» 08/16/2010, 00.00
Offensive to Christians, Jesus series broadcast on Shia networks for Ramadan is cancelled
Shia-controlled Al-Manar and NBN networks pull Iranian series based on an apocryphal story about Jesus in which Judas dies in his place. The golden rule of dialogue triumphs over misunderstandings. The controversy is likened to the Muhammad caricature.
Beirut (AsiaNews) – There is no freedom without respect for others. The West does not know this, claiming instead that the right to free expression is absolute and that it can be exercised without controls. By contrast, Lebanon provides an example of the former. Al-Manar TV and NBN are Shia-oriented networks. Last Thursday, they stopped broadcasting a 17-episode series on the life of Jesus for the month of Ramadan, based on the gospel of Barnabas, a text considered apocryphal by scholars. According to the text, the Apostle Judas took Jesus’ place and died on the Cross.
It was a good decision according to Lebanon’s Information Minister Tarek Mitri because “it showed once again that Lebanon is in the forefront of interfaith dialogue,” that it “respected the golden rule of dialogue, namely speaking about others in ways that they can recognise themselves.” In his view, the decision is “ground breaking and shall serve as a model in other situations”.
Church authorities and Christians in general were upset when the series’ first two episodes were shown on 11 and 12 August. After viewing them, the Catholic Information Centre (CIC), on behalf of the Assembly of Catholic Patriarchs and Bishops of Lebanon, called for a stop to the series in order that some scenes deemed offensive to the Christian faith removed. However, “Soon, it was realised that there was too much to” cut, Mitri said.
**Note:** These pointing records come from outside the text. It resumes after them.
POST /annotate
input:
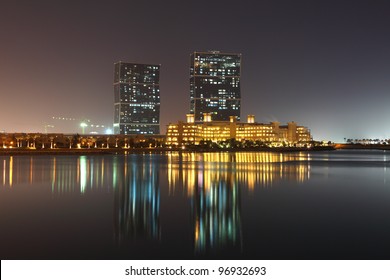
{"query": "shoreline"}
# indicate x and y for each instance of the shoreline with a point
(119, 151)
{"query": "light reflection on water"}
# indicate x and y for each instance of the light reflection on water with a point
(215, 185)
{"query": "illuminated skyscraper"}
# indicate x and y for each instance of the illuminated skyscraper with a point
(215, 85)
(137, 98)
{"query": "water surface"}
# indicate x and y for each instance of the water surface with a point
(322, 205)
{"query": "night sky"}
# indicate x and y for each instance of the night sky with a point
(322, 64)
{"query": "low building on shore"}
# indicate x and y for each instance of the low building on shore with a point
(274, 134)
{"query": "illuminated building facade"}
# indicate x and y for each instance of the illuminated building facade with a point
(137, 98)
(215, 85)
(191, 132)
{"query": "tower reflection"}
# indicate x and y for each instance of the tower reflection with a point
(216, 213)
(214, 182)
(137, 199)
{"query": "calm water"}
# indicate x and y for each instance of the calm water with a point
(323, 205)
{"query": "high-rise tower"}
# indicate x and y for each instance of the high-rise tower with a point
(137, 98)
(215, 85)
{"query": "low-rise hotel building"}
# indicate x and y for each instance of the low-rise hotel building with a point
(191, 132)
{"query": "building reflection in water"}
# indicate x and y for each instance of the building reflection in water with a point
(216, 213)
(214, 181)
(137, 199)
(133, 179)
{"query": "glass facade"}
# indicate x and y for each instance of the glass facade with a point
(136, 98)
(215, 85)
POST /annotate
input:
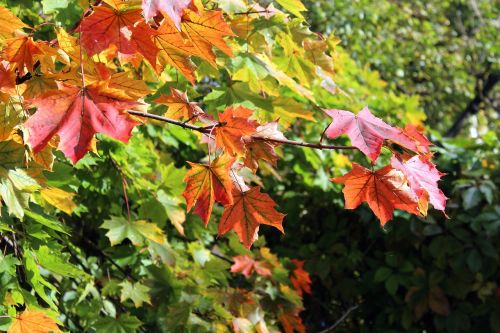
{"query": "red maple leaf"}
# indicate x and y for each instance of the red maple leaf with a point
(76, 115)
(423, 178)
(249, 210)
(384, 190)
(366, 131)
(172, 9)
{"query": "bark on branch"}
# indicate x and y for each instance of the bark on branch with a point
(206, 130)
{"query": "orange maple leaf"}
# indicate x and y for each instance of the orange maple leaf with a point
(291, 321)
(257, 149)
(33, 322)
(234, 126)
(174, 51)
(249, 210)
(124, 28)
(179, 106)
(22, 52)
(206, 30)
(207, 184)
(383, 190)
(9, 23)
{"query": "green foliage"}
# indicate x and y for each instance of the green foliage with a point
(129, 260)
(442, 51)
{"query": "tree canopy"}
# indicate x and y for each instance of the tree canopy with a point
(219, 166)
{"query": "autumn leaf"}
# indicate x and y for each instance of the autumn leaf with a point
(249, 210)
(246, 265)
(256, 148)
(206, 30)
(291, 322)
(9, 23)
(422, 142)
(366, 131)
(171, 9)
(383, 190)
(22, 51)
(207, 184)
(33, 322)
(235, 125)
(423, 178)
(179, 106)
(7, 77)
(301, 280)
(123, 28)
(174, 51)
(60, 199)
(76, 115)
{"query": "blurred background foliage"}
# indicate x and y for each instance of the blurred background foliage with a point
(426, 63)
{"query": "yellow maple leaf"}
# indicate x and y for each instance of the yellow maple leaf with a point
(33, 322)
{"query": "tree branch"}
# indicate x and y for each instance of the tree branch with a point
(206, 130)
(341, 319)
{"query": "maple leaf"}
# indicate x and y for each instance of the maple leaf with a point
(366, 131)
(21, 51)
(423, 178)
(123, 28)
(249, 210)
(136, 231)
(9, 23)
(33, 322)
(179, 106)
(234, 126)
(207, 184)
(16, 182)
(76, 114)
(383, 190)
(258, 149)
(174, 50)
(7, 77)
(422, 142)
(246, 265)
(206, 30)
(301, 280)
(291, 321)
(172, 9)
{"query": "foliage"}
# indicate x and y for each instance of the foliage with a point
(103, 243)
(443, 52)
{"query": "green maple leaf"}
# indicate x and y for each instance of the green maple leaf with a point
(123, 324)
(136, 292)
(16, 184)
(136, 231)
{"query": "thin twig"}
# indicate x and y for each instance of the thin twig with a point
(341, 319)
(206, 130)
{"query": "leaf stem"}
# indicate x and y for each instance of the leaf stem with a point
(207, 130)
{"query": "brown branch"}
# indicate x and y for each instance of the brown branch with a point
(341, 319)
(206, 130)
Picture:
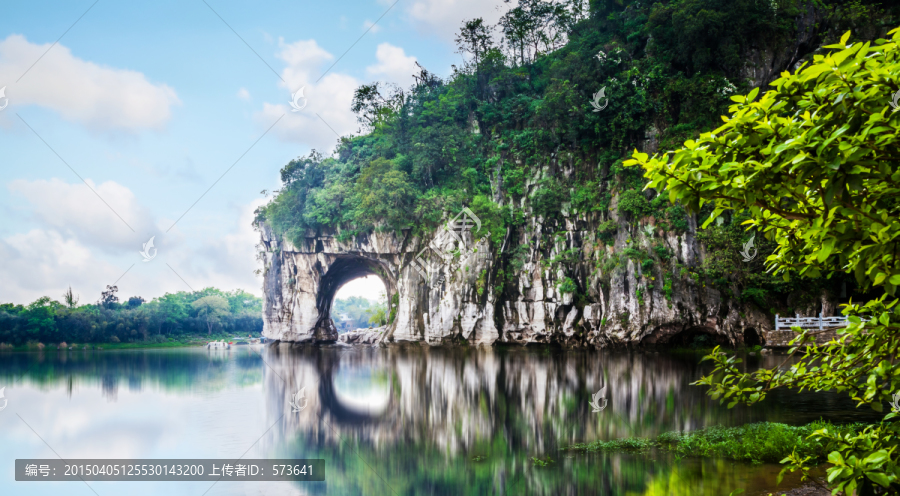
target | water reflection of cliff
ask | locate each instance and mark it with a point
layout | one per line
(456, 396)
(445, 408)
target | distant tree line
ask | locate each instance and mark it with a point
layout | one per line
(109, 320)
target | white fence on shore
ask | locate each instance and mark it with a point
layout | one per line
(809, 322)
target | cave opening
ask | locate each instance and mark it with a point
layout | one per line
(751, 337)
(696, 337)
(354, 294)
(359, 303)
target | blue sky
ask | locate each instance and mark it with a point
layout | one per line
(152, 102)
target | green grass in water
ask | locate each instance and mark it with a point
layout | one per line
(757, 443)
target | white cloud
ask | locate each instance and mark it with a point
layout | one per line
(444, 17)
(229, 262)
(329, 98)
(393, 65)
(74, 210)
(44, 262)
(375, 28)
(369, 287)
(81, 244)
(99, 97)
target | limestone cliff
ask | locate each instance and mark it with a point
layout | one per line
(612, 305)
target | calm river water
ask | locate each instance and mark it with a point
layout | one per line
(404, 421)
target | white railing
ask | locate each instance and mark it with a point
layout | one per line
(809, 322)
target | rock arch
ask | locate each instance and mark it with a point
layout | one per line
(300, 283)
(753, 338)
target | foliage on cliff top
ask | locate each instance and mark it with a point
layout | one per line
(503, 126)
(813, 163)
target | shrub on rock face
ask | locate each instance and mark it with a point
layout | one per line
(813, 163)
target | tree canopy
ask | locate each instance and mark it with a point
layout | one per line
(813, 164)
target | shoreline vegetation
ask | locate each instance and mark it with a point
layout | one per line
(182, 317)
(762, 442)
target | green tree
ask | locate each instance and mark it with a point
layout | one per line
(813, 163)
(211, 308)
(70, 299)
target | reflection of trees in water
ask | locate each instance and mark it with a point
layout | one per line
(509, 404)
(181, 370)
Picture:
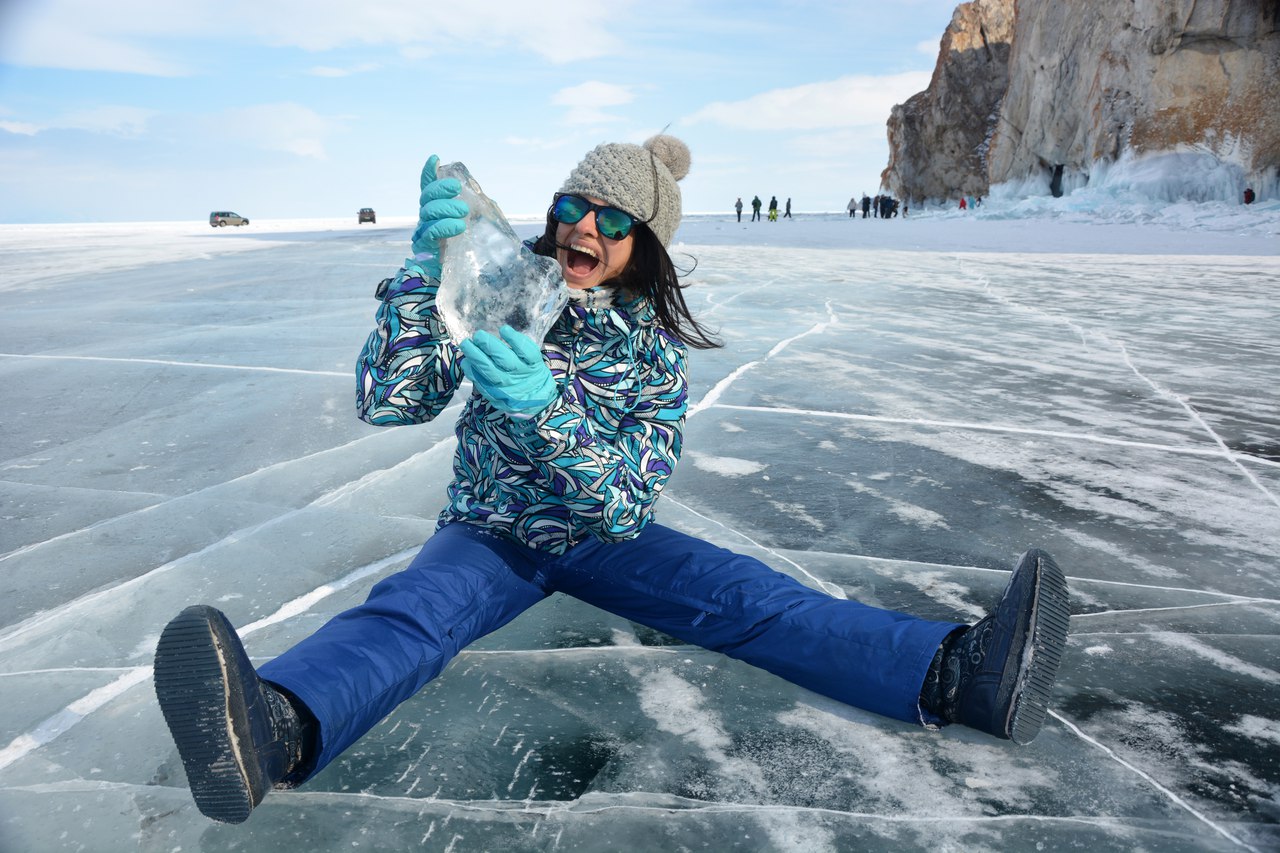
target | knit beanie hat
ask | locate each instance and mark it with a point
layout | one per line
(640, 179)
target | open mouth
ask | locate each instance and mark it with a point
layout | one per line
(580, 261)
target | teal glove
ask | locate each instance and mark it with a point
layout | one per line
(512, 375)
(440, 215)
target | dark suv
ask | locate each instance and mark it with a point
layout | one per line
(225, 218)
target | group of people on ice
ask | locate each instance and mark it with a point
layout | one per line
(882, 206)
(755, 209)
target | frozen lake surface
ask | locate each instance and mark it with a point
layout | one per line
(900, 410)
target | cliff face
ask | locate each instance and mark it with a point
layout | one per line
(937, 138)
(1087, 81)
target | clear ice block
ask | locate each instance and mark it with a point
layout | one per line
(488, 278)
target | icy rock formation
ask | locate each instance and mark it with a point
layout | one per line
(488, 278)
(937, 138)
(1091, 82)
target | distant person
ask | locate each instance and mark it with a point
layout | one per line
(563, 448)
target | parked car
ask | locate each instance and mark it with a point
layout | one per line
(225, 218)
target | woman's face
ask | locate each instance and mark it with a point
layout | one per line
(592, 258)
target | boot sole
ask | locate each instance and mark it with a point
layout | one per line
(1046, 642)
(199, 690)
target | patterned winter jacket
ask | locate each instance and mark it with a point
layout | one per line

Tensions between the authorities and the population lasted only 24 hours. Around 2 pm on Friday, during a hectic press conference held at the CIC headquarters, the Information minister announced with pride that both networks had decided of their own free will to drop the series.
Top officials at the two networks took the decision “so as not to offend the Christian faith or hurt the religious feelings of Christians.”
Mgr Bechara Rahi, Maronite archbishop of Jbeil and president of the Bishops’ Commission on Social Communications, and other Church leaders, stood with Mitri when the latter described the decision “as going beyond politics” or “a power relationship where there is a winner and a loser”. For him, it transcends a purely legal solution since the General Security Office could have banned the series.
When Western media published caricatures of the Prophet Muhammad, Muslims the world over demanded public apologies. In this case, journalists asked Tarek Mitri if the insult warranted reparations and excuses. His response was to say that the series’ withdrawal “is more eloquent than a thousand apologies.”
“It is a victory for Lebanon, for its cultural and religious originality,” Mitri explained, adding that he appreciated the networks’ decision to bear the financial burden caused by breaking the contract to broadcast the series.
For his part, Maronite archbishop of Jbeil simply said, “Truth triumphed”.